State Math (StateMath.mim)

This input method has two states. One is for normal input, the other is for inputting mathematical signs. One can switch from one state to the other by hitting a special key.

Full Math (FullMath.mim)

This is as simplification of State Math. It has only one state which equals (more or less) the mathematical state of State Math. This is a better choice for you, if you can change the actual input method quickly with the keyboard. This also allows you to use the math input method together with another input method for normal text.

This input method can, since it uses no states, also be implemented using SCIM's table engine. Unfortunately, I have not done this up to now.

Entities (Entities.txt)

If you like XML entities, then this input method may be of interest. When you type in an entity, for example &gt;, then its value will be inserted, > in our example. The entities have been taken from the w3c working draft "XML Entity definitions for Characters". Unfortunately, numeric entities such as &#x003e; are not available.

This method is not an m17n input method. It uses SCIM's table module instead. In order to use it, you can simply install the file Entities.txt as a table in the configuration dialog of SCIM. (You do not need to care about unless you want to regenerate the table yourself.) You need to have installed SCIM and it's table module as described above. As far as I know, this table should also work with iBus, but I have not tested it.


There are some other methods I am considering. For example one for writing normal text and mathematics mixed without changing method or state. I still have to find out whether this is possible at all in a usable way.

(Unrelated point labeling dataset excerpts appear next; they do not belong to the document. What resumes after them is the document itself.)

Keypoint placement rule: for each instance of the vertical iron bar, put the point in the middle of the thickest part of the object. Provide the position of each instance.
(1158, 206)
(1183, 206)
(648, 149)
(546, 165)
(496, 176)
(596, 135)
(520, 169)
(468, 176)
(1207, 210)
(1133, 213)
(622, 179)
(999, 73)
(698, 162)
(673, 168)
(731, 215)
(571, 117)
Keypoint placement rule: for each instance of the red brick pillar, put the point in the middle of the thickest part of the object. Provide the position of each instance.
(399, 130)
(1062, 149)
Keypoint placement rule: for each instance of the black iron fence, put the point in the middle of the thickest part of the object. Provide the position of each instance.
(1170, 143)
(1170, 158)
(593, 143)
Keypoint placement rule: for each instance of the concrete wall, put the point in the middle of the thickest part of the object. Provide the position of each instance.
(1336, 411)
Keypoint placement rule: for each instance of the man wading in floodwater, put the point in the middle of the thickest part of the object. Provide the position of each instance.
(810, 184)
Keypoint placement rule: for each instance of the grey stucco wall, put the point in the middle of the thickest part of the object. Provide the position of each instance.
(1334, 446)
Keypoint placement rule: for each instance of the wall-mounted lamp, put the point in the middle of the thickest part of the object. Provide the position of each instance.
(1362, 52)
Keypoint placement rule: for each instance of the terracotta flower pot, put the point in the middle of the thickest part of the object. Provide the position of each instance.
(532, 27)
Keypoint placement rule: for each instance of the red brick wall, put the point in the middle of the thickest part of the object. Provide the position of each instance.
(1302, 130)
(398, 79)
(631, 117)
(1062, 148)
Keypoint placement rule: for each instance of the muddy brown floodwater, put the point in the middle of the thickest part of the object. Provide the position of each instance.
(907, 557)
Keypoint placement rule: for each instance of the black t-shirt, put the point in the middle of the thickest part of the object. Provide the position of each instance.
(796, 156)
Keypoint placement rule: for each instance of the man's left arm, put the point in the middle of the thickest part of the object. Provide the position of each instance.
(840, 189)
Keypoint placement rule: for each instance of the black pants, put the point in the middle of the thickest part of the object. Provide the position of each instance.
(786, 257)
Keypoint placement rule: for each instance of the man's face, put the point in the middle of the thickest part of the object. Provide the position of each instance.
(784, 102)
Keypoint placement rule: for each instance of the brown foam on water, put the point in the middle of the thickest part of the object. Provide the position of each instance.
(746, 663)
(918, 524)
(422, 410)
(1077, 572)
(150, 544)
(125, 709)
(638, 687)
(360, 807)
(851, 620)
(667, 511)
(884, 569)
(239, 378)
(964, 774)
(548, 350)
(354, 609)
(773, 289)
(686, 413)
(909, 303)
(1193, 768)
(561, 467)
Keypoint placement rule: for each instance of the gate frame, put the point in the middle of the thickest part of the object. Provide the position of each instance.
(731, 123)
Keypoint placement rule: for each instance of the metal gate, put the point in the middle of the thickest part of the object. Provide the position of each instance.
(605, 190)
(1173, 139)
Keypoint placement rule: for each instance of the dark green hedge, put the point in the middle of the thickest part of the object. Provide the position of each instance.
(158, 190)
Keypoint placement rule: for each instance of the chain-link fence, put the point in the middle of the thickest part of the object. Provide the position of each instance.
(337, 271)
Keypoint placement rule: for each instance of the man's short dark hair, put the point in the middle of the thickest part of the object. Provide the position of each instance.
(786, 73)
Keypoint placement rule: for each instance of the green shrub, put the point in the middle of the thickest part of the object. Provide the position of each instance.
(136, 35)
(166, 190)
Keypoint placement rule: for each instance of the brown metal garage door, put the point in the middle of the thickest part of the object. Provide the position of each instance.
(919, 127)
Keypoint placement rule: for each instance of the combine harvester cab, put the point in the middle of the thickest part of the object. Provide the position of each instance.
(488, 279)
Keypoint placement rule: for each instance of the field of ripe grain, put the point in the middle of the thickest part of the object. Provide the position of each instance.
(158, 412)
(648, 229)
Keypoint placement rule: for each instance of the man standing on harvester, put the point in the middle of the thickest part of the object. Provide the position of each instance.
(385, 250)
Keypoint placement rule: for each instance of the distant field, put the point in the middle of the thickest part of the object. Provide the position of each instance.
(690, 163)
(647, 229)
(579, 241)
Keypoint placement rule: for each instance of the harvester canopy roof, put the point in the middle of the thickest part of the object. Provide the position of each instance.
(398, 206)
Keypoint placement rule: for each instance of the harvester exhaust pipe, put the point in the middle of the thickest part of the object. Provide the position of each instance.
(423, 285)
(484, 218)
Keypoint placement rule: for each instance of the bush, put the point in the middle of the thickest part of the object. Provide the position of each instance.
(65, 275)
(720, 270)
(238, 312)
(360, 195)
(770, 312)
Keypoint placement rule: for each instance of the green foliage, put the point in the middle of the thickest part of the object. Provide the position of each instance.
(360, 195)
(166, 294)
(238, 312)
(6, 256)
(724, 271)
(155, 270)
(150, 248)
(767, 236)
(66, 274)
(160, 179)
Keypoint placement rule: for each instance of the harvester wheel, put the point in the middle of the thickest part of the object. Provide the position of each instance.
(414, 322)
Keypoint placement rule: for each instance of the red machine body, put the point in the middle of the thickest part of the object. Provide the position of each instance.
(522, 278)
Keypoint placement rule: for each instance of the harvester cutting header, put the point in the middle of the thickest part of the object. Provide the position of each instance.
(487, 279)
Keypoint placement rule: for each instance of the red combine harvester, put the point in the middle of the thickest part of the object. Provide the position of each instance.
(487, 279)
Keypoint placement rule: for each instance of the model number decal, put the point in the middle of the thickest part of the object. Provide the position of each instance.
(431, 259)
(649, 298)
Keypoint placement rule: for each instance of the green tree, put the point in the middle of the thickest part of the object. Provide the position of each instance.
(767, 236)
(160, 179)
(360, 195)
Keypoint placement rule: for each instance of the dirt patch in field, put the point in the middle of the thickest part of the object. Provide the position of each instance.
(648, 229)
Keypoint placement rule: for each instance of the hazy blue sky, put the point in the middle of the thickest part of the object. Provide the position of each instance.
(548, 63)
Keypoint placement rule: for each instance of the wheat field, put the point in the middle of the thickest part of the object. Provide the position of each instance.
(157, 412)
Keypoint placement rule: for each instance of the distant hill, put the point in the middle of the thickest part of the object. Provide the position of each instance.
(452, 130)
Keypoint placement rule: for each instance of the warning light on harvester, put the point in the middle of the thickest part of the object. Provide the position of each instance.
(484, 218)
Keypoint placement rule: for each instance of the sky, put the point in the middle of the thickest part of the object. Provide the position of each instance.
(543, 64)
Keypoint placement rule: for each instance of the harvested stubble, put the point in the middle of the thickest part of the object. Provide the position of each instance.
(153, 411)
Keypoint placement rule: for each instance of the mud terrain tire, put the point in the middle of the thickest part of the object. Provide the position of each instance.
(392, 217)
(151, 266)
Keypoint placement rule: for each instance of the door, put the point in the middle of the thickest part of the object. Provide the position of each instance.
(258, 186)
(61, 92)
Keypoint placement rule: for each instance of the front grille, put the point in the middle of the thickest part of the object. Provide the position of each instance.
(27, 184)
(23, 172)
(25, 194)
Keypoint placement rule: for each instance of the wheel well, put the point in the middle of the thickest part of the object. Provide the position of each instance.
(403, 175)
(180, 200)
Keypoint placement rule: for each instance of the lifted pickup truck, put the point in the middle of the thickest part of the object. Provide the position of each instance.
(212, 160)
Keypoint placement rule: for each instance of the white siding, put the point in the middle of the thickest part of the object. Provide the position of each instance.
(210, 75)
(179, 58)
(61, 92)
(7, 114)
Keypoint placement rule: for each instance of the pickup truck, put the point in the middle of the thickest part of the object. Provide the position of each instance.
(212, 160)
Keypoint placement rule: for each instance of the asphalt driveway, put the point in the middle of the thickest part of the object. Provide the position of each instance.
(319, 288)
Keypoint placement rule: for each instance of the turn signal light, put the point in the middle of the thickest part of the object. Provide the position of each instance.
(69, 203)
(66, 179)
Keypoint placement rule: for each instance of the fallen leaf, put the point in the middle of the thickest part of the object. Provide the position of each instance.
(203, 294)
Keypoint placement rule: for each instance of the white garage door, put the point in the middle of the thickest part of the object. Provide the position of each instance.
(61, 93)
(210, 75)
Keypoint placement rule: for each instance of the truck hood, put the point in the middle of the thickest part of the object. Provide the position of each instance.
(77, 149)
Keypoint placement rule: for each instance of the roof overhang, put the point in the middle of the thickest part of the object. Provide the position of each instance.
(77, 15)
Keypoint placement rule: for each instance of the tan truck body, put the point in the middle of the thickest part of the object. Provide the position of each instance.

For generating the entries for the mathematical alphabets (script, double-struck, fractur, etc.) I wrote a small perl script called which parses the NamesList.txt from the unicode database

Usage examples

I am working on a usage example with LaTeX. If you write LaTeX documents using a text editor, you perhaps want to use Unicode characters. Like this, you perhaps have a better overview, since the characters are schown directly and only the other commands are shown by name.